Но имущественное равенство существовало лишь в теории, на практике же в деревне сложилась социальная система, в которой одни крестьяне обрабатывали клочок земли, дающий им кочанов десять капусты в год, а другие, владельцы пары сотен пробковых дубов, могли с гордостью заявить, что за всю свою жизнь пальцем о палец не ударили. Наследство было проклятием крестьян, причиной бесконечных свар и непримиримой вражды; сплошь и рядом можно было видеть, как братья и сестры, поделившие между собой родительский дом, живут под одной крышей и годами не разговаривают друг с другом.
Семьи побогаче обращались в суд, и значительная часть доходов со спорного имущества уходила на судебные издержки; те же, кто победней, часто прибегали к услугам знахаря, который, как считалось, наделен сверхъестественной силой.

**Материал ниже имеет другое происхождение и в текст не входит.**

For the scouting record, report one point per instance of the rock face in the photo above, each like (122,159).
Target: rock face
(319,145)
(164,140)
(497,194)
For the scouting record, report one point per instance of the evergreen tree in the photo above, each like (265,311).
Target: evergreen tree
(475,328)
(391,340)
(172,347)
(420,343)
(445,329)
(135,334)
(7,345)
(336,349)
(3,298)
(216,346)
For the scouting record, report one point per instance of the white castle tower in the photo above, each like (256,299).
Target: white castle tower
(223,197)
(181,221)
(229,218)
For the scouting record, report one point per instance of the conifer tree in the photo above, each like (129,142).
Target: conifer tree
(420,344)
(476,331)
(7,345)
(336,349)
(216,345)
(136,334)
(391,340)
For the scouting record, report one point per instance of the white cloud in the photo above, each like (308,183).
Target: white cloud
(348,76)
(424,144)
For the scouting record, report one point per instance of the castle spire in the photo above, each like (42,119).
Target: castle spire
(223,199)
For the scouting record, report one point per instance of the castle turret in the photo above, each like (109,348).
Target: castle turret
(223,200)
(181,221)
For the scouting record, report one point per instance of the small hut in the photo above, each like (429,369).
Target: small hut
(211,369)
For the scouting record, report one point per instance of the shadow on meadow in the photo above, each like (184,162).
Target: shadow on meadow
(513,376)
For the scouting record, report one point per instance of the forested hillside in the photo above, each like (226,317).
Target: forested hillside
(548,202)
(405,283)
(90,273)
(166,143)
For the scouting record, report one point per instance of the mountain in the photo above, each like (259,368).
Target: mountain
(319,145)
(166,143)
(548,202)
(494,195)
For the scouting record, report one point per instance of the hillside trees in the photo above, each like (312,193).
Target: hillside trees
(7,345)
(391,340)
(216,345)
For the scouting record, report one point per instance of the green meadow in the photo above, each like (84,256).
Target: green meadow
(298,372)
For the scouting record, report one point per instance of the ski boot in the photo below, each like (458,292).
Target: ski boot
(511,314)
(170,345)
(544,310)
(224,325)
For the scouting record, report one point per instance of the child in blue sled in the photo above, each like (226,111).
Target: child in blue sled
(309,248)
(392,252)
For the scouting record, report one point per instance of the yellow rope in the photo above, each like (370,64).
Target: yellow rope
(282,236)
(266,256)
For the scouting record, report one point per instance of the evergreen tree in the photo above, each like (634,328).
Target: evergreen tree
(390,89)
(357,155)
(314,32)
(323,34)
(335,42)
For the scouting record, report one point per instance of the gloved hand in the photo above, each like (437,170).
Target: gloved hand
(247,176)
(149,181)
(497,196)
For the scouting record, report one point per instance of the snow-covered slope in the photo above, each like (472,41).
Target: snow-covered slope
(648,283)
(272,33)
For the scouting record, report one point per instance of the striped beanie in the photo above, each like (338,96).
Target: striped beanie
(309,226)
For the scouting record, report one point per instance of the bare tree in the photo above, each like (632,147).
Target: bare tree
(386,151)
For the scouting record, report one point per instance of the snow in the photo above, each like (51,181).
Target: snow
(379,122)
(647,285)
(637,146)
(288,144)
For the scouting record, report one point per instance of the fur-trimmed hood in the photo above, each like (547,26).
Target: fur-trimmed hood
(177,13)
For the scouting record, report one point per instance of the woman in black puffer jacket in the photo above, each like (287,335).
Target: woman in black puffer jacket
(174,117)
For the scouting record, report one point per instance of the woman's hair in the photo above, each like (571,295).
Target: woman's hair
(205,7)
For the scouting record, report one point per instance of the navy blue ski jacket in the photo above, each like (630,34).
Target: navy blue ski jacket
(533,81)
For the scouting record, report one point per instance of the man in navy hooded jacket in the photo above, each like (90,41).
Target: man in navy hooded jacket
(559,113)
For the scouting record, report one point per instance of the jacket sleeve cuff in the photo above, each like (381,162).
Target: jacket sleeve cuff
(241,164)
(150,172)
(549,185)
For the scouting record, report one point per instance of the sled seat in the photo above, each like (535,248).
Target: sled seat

Его приход почти всегда был неожиданным; он появлялся окутанный таинственной дымкой, являясь словно из небытия, и, сделав свое дело, исчезал так же загадочно, как и появлялся. Часто тот же самый знахарь, восстановив видимость мира в Сорте, отправлялся погостить несколько дней в Фароле, где его не донимали просьбами решить денежный спор и где царила атмосфера всеобщего равенства, что ему было по душе. В Фароле жители не стремились обзавестись кучей ребятишек, и он раздавал женщинам противозачаточные средства, которые делались из губок, а если шла путина, то вместе со всеми выходил в море, «вынюхивал» косяки тунца и указывал рыбакам, куда забрасывать снасть.
В Кошачьей деревне все больше склонялись к тому, что вряд ли получат они лук, огурцы и кабачки, если не заключат мирный договор с Сортом; им пришло в голову пригласить в посредники знахаря — разбирая бесконечные семейные свары, он стяжал себе славу великого миротворца.